Souvent, ils regrettent de voir arriver les enfants si tard. Les lois précisent que tout doit être tenté au niveau de la famille, que le placement doit être le dernier recours. Beaucoup de membres du VSE se demandent parfois "à quel prix". Les petits arrivent de plus en plus cassés, de plus en plus difficiles à "réparer". "Ils sont entièrement remplis par les événements, ils n’ont pas de mots pour les contenir, décrit M. Clénet. Si ce qui leur arrive est violent, ils sont entièrement détruits." La maltraitance génère des troubles du comportement. Tous les enfants ne peuvent pas être scolarisés. Certains ne seront jamais autonomes, et devront vivre dans des institutions pour handicapés.

D’importantes sommes sont consacrées à la protection de l’enfance par les départements : 6 milliards d’euros en 2009. Elles viennent en troisième position, derrière l’insertion et les personnes âgées. Dans le département du Maine-et-Loire, c’est 95 millions d’euros, soit la première dépense sociale du département. Le VSE doit bientôt déménager dans des locaux neufs. Mais les besoins augmentent. Un enfant placé coûte 180 euros par jour en collectivité, 90 euros en famille d’accueil. Si l’enfant reste dans sa famille, les mesures de suivi par des travailleurs sociaux à domicile coûtent moitié moins.

Que deviendront ces jeunes ? Personne ne le sait. Les travaux de recherche sur le destin des enfants placés font défaut. "On ne sait pas qui rentre, qui sort, combien de temps ils restent, ce qu’il advient d’eux, résume le docteur Rousseau. C’est pourtant en fonction de cela que les politiques publiques devraient être orientées." Il y a 101 départements, et autant de façons différentes de prendre en charge les enfants, sans évaluation des résultats.

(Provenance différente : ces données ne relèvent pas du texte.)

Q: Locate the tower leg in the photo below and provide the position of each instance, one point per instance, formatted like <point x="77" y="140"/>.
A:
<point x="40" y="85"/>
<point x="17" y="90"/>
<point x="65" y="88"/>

On ignore également combien d’enfants sont maltraités en France, et combien ne sont pas repérés, le "chiffre noir" dans le jargon des spécialistes. Anne Tursz, épidémiologiste à l’Inserm, l’a évalué à 10 %. Avec cette dernière et Céline Raphaël, jeune médecin maltraitée dans son enfance, le docteur Rousseau en appelle au nouveau président de la République, François Hollande, qui a fait de la jeunesse sa priorité. Ce n’est pas seulement une question de moyens, mais surtout de culture commune, de prise de conscience. "Les accidents de la route baissent, les suicides des jeunes baissent, la mortalité infantile baisse, pas le nombre d’enfants maltraités, plaide le médecin. Cela devrait pourtant être une grande cause nationale."